As we write this newsletter, we are both 31 years old. When we first came to the US from India, we were 24. Our Indian passports have carried a mumbo jumbo of alphabets and numbers over the years: F1 student > F1 OPT> F1 STEM OPT> H1B > H1B EXT> H1B w/ apprvd I-140. Each of these carried a fresh set of horrors, including once selling everything we owned and packing our lives into 5 suitcases, when we thought we didn't get picked in the H1B “Lottery”.
Last year, in an effort to escape our 22-year sentence in the green card waitlist for Indian workers, we applied to a different category: “EB1A -Green Card for Extraordinary Aliens”. On the official USCIS website, it states “you must demonstrate extraordinary abilities and achievements, examples, Nobel laureates, Oscar winners, Pulitzer Prize winners”. For six months, we pieced together a 300-page application. It was hard to talk about, lest we be perceived as being ungrateful for being allowed to be here; besides, who could relate to spending $15,000 and all of our time searching for evidence that we are in fact extraordinary?

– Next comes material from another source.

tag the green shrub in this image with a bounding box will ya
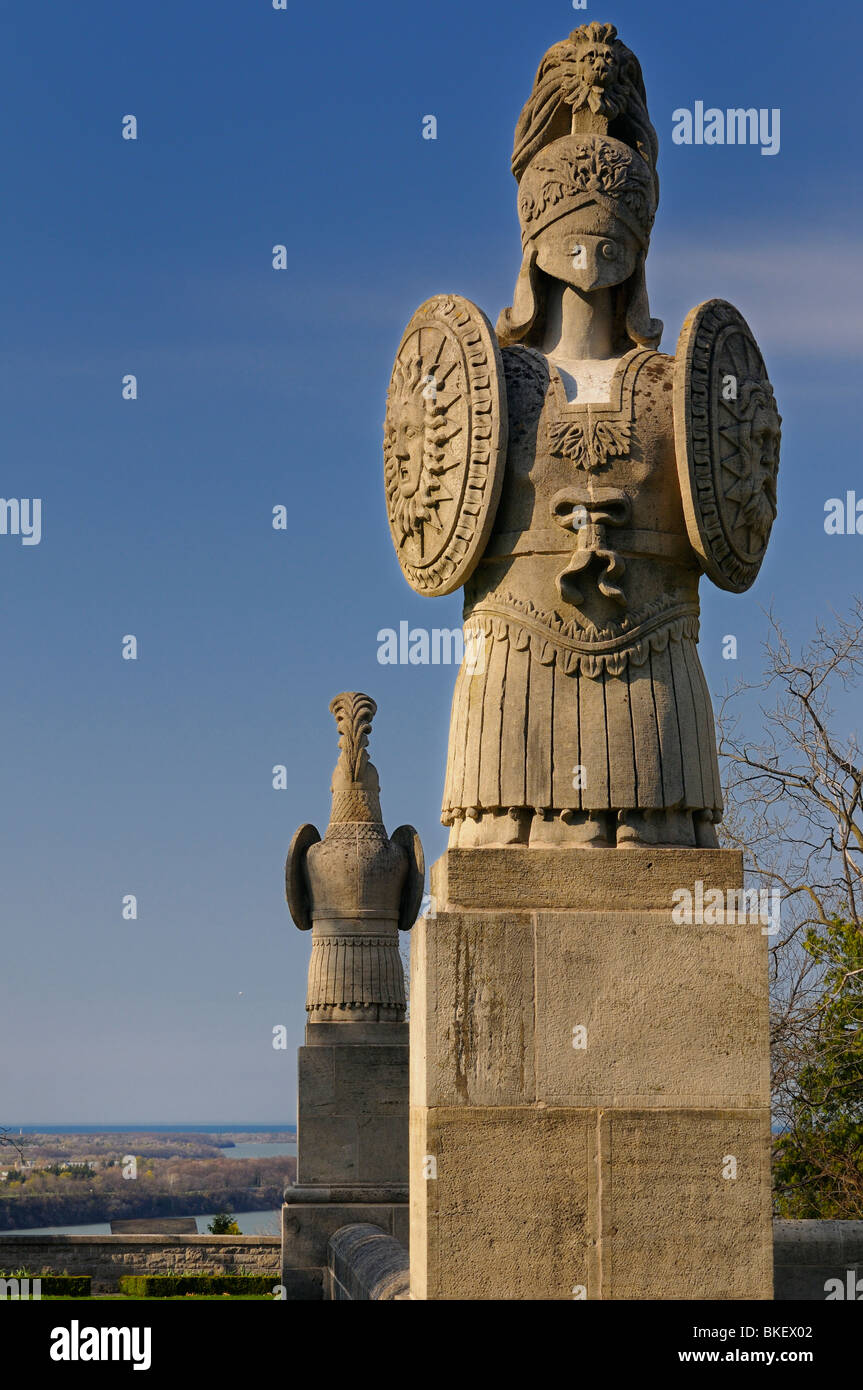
[0,1273,90,1297]
[118,1273,276,1298]
[42,1276,91,1297]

We had 4 steel thalis (segmented steel dinner plates from India), scratched up over years of use. We started to sand them, and it turned out it takes a lot of sanding. Every day when emotionally drained from the green card application, we would sand these plates for a few hours and hold them up to check if we could see our reflections. This practice turned our dinner plates into mirrors; it gave us a way to reflect on our Indian-ness, our alien-ness, and the impermanence that comes with living on visas, and as self-sponsored artists no less.
We are so honored to share today that the piece born of that practice, "Mirrors for Aliens," has been acquired by the San Francisco Museum of Modern Art (SFMOMA) for their Architecture + Design Permanent Collection. Of all the things we dream of, ‘permanence’ has always felt most out of reach. For this most personally charged work, to find a permanent home at the SFMOMA, alongside works by Shiro Kuramata, Donald Judd, Isamu Noguchi, and Nathalie DePasquier, is an incredibly motivating and meaningful moment for both of us.
Mirrors for Aliens will make its debut at the SFMOMA at the exhibition, "Table Manners," from July 13, 2024, to May 2025, exploring “how tableware can act as a marker or expression of identity.”
Ending with the deepest gratitude for SFMOMA, and the serendipitous chain of events and people that led us here. This will forever be a cherished milestone for soft-geometry and reaffirms our pursuit of creating contemporary objects that are deeply personal, uniquely Indian, and soft.